Treatment of cerebral aneurysms with the FRED Jr flow-diverting stent: A case series and meta-analysis.
distal aneurysms, small parent vessels
Flow Re-Direction Endoluminal Device Junior (FRED Jr)
other treatments for intracranial aneurysms
complete aneurysm occlusion, stroke rates, mortality rates, need for retreatment, clinical outcomes
Abstract
With the development of the Flow Re-Direction Endoluminal Device Junior (FRED Jr), treatment of distal aneurysms and/or aneurysms with small parent vessels has become a viable option.
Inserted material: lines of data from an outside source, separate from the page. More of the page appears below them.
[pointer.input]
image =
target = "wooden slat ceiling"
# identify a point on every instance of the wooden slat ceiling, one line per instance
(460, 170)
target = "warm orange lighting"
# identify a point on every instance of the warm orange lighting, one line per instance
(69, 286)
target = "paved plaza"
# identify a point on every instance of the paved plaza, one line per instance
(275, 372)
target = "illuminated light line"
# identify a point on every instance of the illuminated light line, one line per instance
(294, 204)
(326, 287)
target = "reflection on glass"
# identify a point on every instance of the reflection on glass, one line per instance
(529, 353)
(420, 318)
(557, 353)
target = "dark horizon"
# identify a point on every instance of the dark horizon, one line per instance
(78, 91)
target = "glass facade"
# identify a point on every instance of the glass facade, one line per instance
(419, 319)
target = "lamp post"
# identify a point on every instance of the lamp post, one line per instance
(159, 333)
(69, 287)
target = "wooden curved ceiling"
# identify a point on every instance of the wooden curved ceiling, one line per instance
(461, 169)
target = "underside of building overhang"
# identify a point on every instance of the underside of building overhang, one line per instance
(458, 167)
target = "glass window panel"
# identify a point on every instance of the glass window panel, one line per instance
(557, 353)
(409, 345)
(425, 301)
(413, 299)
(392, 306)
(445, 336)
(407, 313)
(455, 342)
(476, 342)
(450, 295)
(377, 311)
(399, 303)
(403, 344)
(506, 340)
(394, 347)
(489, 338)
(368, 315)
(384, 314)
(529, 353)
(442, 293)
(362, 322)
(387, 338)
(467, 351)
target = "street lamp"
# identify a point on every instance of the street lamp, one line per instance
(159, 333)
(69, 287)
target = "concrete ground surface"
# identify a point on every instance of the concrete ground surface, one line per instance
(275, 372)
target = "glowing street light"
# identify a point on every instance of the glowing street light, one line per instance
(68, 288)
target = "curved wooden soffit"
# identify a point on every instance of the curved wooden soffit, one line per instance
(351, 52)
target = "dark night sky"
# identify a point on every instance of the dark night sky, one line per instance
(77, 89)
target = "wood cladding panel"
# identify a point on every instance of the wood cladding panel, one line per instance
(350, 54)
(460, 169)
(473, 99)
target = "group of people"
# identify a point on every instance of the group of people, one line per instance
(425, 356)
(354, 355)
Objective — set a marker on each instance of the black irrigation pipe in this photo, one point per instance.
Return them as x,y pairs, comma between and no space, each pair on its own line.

To assess the efficacy and safety of FRED Jr in the treatment of distal aneurysms with small parent vessels. This is a single center retrospective study and meta-analysis of patients treated with FRED Jr for intracranial aneurysms. The primary outcome was complete aneurysm occlusion at final follow-up. Secondary outcomes included stroke rates, mortality rates, need for retreatment and clinical outcomes. There were a total of 7 patients with 7 aneurysms treated with FRED Jr. Mean aneurysm neck, width, height, and parent artery diameter were 2.6 ± 0.8 mm, 3.1 ± 0.9 mm, 2.5 ± 1.0 mm, and 1.8 ± 0.6 mm respectively. The complete occlusion rate was 57.1 % at 6 months, and favorable outcome (mRS 0-2) was observed in all patients in follow-up. Stroke complication occurred in none of the patients. Seven studies from 1360 articles were identified for inclusion in the meta-analysis, comprising 227 patients with 244 aneurysms treated with FRED Jr. Mean aneurysm height, width, neck and parent artery diameter were 6.9 ± 3.3 mm (pooled=5.6 [<0.1-11.47] mm), 6.6 ± 2.2 mm (pooled=6.6 [4.2-9.1] mm), 4.4 ± 1.4 mm (pooled=4.1 [3.3 -4.9] mm), and 2.0 ± 0.2 mm (pooled=2.1 [1.7-2.5]), respectively. At final follow-up, the pooled complete occlusion and complication rates were 69.9 % and 0 %, respectively. FRED Jr demonstrated moderate efficacy and good safety in the treatment of distal aneurysms with small parent vessels at mid-term follow-up.